Dimanche, l’Arabie saoudite a également défendu la baisse de la production comme une décision « purement économique », se disant « stupéfaite » des accusations de connivence politique avec la Russie. « Nous sommes stupéfaits par les accusations selon lesquelles le royaume se tient aux côtés de la Russie dans sa guerre contre l’Ukraine », a écrit dimanche soir sur son compte Twitter le ministre saoudien de la Défense Khaled ben Salmane. Selon lui, la décision de l’OPEP+ « a été prise à l’unanimité » et pour des « raisons purement économiques ». « L’Iran est également membre de l’OPEP, cela signifie-t-il que le royaume se range également du côté de l’Iran ? » a-t-il ironisé. Téhéran et Riyad sont les deux grands rivaux du Moyen-Orient.
Le roi Salmane lui-même a défendu la « stratégie énergétique » de son pays et son « rôle central » au sein de l’OPEP+, lors d’une allocution dimanche soir, diffusée par les médias officiels.
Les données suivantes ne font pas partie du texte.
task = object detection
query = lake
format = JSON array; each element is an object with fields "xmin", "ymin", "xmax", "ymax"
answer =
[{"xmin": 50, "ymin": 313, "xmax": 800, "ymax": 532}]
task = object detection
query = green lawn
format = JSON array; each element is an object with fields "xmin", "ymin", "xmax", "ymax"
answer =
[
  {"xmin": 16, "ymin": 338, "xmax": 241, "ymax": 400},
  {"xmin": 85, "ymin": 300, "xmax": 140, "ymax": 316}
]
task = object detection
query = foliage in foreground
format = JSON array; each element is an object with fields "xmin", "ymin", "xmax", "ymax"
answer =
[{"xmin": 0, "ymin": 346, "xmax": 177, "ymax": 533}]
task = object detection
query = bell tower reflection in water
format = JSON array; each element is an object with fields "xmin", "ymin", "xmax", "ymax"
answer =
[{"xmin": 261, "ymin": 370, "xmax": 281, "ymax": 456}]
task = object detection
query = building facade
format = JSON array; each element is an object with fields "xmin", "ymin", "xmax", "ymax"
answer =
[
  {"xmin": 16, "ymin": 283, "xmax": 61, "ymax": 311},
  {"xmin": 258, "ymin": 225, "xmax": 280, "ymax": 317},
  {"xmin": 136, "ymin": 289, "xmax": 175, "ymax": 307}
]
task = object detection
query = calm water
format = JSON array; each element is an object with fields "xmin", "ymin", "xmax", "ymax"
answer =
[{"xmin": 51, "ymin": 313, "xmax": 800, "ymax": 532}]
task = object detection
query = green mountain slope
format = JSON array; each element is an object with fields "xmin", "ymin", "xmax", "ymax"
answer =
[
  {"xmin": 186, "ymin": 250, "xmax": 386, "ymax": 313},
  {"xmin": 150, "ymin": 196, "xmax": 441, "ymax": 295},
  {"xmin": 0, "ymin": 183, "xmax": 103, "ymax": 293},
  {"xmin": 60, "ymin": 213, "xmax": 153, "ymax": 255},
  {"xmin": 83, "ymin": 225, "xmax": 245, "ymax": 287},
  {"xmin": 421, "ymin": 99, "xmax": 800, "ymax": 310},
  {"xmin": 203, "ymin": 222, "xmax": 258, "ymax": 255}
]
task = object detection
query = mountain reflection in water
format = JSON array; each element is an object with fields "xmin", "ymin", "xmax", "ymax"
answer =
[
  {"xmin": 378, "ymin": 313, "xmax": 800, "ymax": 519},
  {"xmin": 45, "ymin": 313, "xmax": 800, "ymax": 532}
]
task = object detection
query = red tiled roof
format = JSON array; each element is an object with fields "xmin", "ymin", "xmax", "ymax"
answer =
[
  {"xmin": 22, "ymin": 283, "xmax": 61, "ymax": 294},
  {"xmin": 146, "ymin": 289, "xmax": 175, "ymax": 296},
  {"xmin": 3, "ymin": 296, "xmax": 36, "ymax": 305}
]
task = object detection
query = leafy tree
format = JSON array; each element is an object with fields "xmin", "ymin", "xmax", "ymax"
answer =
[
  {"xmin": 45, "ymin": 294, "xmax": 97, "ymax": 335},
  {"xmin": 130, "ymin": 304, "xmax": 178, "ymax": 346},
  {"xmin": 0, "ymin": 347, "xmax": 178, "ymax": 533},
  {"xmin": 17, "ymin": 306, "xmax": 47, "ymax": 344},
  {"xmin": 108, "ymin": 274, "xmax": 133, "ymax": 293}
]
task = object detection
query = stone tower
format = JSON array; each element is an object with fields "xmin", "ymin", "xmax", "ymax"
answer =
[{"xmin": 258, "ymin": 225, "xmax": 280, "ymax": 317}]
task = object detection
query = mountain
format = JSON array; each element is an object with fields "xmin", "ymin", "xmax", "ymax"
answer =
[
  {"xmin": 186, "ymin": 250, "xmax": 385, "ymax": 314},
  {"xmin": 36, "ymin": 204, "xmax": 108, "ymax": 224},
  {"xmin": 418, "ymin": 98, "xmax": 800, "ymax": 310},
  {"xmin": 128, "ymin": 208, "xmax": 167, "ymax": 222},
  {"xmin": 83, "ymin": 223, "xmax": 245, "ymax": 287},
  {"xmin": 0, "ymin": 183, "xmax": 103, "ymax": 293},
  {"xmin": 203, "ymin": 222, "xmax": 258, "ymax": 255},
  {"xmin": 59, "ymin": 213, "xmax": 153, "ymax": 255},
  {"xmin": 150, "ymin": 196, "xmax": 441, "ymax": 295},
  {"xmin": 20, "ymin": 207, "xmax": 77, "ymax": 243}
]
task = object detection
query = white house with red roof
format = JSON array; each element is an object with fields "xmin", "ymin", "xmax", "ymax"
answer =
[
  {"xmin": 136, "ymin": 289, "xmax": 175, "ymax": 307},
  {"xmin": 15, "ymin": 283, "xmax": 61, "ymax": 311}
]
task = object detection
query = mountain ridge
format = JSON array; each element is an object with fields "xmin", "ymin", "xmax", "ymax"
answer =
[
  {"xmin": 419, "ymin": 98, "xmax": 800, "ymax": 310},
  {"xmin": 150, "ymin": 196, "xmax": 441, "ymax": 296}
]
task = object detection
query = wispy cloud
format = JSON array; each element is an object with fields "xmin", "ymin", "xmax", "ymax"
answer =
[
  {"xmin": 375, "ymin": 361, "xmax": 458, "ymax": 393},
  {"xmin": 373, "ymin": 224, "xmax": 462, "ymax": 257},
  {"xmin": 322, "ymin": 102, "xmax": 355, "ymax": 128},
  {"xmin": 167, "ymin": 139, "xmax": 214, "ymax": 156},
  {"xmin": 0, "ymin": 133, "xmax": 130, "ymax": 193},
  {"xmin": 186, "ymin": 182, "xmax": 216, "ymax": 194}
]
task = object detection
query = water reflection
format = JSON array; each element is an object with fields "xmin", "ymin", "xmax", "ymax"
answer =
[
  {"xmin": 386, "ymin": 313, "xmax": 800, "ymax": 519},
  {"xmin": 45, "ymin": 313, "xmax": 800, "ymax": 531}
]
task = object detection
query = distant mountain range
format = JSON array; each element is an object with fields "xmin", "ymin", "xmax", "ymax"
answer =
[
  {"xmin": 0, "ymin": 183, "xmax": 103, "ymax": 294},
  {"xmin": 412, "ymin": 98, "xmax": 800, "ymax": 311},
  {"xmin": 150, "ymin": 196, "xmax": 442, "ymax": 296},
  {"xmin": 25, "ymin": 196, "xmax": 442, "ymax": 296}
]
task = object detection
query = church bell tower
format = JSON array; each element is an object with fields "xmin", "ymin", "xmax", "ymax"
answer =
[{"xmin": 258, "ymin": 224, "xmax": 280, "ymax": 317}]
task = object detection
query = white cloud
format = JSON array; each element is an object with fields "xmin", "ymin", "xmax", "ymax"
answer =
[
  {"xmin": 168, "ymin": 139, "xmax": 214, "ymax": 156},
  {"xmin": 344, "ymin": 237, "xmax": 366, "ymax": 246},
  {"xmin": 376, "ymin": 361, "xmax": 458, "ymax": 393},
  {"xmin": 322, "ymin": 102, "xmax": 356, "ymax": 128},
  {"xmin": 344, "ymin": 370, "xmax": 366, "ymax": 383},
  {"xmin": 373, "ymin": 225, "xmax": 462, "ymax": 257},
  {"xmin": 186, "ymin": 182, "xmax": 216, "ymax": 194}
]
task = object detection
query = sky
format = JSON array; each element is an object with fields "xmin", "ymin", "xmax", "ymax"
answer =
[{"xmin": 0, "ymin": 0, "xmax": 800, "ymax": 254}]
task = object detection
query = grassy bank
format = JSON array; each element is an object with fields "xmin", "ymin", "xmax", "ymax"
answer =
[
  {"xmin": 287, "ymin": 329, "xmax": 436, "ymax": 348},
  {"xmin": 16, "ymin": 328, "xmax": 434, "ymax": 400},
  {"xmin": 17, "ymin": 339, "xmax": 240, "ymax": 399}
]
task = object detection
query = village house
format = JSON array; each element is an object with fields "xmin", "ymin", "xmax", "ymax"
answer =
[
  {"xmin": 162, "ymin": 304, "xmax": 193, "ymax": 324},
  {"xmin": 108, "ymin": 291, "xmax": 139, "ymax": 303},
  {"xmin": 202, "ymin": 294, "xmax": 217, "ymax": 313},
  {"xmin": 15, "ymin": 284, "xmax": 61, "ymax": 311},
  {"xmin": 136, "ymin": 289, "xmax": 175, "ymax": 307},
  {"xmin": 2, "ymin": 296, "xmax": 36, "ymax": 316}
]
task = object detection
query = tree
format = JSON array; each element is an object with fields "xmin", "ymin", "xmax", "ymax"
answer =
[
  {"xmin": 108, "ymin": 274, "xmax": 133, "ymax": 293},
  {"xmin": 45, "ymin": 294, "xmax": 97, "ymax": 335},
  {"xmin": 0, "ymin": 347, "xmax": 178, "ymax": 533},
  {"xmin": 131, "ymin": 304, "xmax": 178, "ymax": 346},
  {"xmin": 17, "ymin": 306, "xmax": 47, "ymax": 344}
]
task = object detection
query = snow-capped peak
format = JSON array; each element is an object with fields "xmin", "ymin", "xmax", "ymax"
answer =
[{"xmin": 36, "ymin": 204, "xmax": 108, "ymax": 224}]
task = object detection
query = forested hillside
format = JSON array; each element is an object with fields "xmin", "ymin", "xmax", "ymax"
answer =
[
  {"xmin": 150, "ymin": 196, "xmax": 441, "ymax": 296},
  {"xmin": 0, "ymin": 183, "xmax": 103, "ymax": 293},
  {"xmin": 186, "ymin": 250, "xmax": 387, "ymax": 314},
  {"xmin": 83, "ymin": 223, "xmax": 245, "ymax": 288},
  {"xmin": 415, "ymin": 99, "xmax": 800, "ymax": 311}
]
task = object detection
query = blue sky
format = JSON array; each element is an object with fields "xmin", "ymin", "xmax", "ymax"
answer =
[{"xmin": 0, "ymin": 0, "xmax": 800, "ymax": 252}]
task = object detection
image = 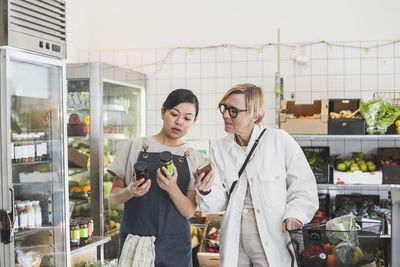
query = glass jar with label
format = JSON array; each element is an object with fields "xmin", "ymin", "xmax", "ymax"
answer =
[
  {"xmin": 79, "ymin": 220, "xmax": 89, "ymax": 245},
  {"xmin": 133, "ymin": 161, "xmax": 149, "ymax": 182},
  {"xmin": 32, "ymin": 200, "xmax": 42, "ymax": 227},
  {"xmin": 160, "ymin": 151, "xmax": 174, "ymax": 176},
  {"xmin": 69, "ymin": 220, "xmax": 80, "ymax": 247}
]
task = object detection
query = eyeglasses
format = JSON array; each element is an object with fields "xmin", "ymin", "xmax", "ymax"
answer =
[{"xmin": 218, "ymin": 104, "xmax": 247, "ymax": 119}]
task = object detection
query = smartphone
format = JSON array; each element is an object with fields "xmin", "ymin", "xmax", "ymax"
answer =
[{"xmin": 196, "ymin": 163, "xmax": 211, "ymax": 176}]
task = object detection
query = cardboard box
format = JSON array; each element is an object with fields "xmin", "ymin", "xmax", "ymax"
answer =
[
  {"xmin": 197, "ymin": 213, "xmax": 223, "ymax": 267},
  {"xmin": 68, "ymin": 144, "xmax": 89, "ymax": 168},
  {"xmin": 279, "ymin": 99, "xmax": 328, "ymax": 134},
  {"xmin": 333, "ymin": 170, "xmax": 382, "ymax": 184},
  {"xmin": 328, "ymin": 99, "xmax": 365, "ymax": 134}
]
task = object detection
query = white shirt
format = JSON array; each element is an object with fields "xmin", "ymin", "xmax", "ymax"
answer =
[{"xmin": 197, "ymin": 125, "xmax": 318, "ymax": 267}]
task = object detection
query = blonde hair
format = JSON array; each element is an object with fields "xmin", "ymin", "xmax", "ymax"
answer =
[{"xmin": 218, "ymin": 83, "xmax": 264, "ymax": 124}]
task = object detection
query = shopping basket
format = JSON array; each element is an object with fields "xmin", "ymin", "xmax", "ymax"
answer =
[{"xmin": 287, "ymin": 222, "xmax": 382, "ymax": 267}]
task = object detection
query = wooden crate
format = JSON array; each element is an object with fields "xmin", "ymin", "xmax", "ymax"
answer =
[{"xmin": 197, "ymin": 213, "xmax": 223, "ymax": 267}]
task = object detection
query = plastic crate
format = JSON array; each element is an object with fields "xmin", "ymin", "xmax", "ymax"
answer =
[
  {"xmin": 302, "ymin": 146, "xmax": 330, "ymax": 184},
  {"xmin": 287, "ymin": 222, "xmax": 382, "ymax": 267}
]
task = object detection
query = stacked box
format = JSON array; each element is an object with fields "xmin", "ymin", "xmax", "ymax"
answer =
[
  {"xmin": 279, "ymin": 99, "xmax": 328, "ymax": 134},
  {"xmin": 328, "ymin": 99, "xmax": 365, "ymax": 135}
]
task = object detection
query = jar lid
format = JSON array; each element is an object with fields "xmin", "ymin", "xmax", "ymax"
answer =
[
  {"xmin": 160, "ymin": 151, "xmax": 172, "ymax": 162},
  {"xmin": 133, "ymin": 161, "xmax": 147, "ymax": 172}
]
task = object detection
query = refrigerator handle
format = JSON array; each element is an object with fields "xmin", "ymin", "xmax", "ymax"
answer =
[{"xmin": 8, "ymin": 187, "xmax": 15, "ymax": 227}]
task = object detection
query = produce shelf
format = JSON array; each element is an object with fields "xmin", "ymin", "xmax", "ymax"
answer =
[
  {"xmin": 317, "ymin": 184, "xmax": 400, "ymax": 190},
  {"xmin": 292, "ymin": 134, "xmax": 400, "ymax": 141}
]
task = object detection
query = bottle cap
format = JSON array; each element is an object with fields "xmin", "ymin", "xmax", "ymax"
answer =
[
  {"xmin": 133, "ymin": 161, "xmax": 147, "ymax": 172},
  {"xmin": 160, "ymin": 151, "xmax": 172, "ymax": 162}
]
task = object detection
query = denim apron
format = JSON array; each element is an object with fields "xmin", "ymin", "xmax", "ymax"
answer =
[{"xmin": 119, "ymin": 140, "xmax": 193, "ymax": 267}]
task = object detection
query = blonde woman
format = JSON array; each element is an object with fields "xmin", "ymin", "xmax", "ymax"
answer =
[{"xmin": 195, "ymin": 84, "xmax": 318, "ymax": 267}]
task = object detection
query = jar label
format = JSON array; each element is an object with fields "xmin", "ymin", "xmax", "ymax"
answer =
[
  {"xmin": 167, "ymin": 163, "xmax": 174, "ymax": 174},
  {"xmin": 71, "ymin": 230, "xmax": 80, "ymax": 241},
  {"xmin": 79, "ymin": 228, "xmax": 88, "ymax": 238}
]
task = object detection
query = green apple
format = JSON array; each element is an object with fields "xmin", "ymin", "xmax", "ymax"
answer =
[
  {"xmin": 367, "ymin": 163, "xmax": 376, "ymax": 172},
  {"xmin": 360, "ymin": 165, "xmax": 368, "ymax": 172},
  {"xmin": 336, "ymin": 163, "xmax": 347, "ymax": 172}
]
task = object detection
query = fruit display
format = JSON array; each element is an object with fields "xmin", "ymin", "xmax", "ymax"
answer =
[
  {"xmin": 378, "ymin": 147, "xmax": 400, "ymax": 184},
  {"xmin": 335, "ymin": 195, "xmax": 380, "ymax": 219},
  {"xmin": 381, "ymin": 154, "xmax": 400, "ymax": 167},
  {"xmin": 395, "ymin": 119, "xmax": 400, "ymax": 134},
  {"xmin": 190, "ymin": 224, "xmax": 203, "ymax": 248},
  {"xmin": 200, "ymin": 219, "xmax": 220, "ymax": 253},
  {"xmin": 329, "ymin": 109, "xmax": 361, "ymax": 119},
  {"xmin": 205, "ymin": 227, "xmax": 220, "ymax": 253},
  {"xmin": 335, "ymin": 152, "xmax": 377, "ymax": 172}
]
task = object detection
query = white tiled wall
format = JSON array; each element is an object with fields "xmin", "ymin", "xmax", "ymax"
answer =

Il a souligné qu’il s’agissait de « soutenir la stabilité et l’équilibre des marchés mondiaux ».
Interrogé lundi sur CNN, le porte-parole de l’ambassade saoudienne à Washington, Fahad Nazer, a également souligné le caractère économique de la décision du cartel, dictée « strictement par les fondamentaux du marché ». Le diplomate saoudien a souligné l’importance des relations saoudo-américaines, rappelant que les deux pays avaient coopéré pour repousser l’invasion irakienne du Koweït en 1990 et, plus récemment, pour combattre le groupe jihadiste de l’État islamique. « Nous considérons certainement les États-Unis comme notre partenaire le plus solide. Cela est le cas depuis 80 ans », a déclaré Fahad Nazer. « Et c’est de loin notre partenariat stratégique le plus important », a-t-il ajouté.
Le conseiller à la Sécurité nationale de la Maison-Blanche, Jake Sullivan, a annoncé dimanche sur CNN que le président américain Joe Biden n’avait « aucune intention » de rencontrer le prince héritier Mohammad ben Salmane, dirigeant de facto de l’Arabie saoudite, au sommet du G20 en novembre en Indonésie. Selon lui, M. Biden veut « réévaluer » les relations avec les Saoudiens « parce qu’ils ont pris le parti de la Russie contre les intérêts du peuple américain ».
D’autres pays pétroliers du Golfe ont également réitéré leur soutien à la décision de l’OPEP+ en insistant sur sa dimension économique. Les États de la région, tous proches partenaires des Occidentaux, maintiennent de bonnes relations avec Moscou, mais aucun n’a publiquement soutenu la guerre contre l’Ukraine.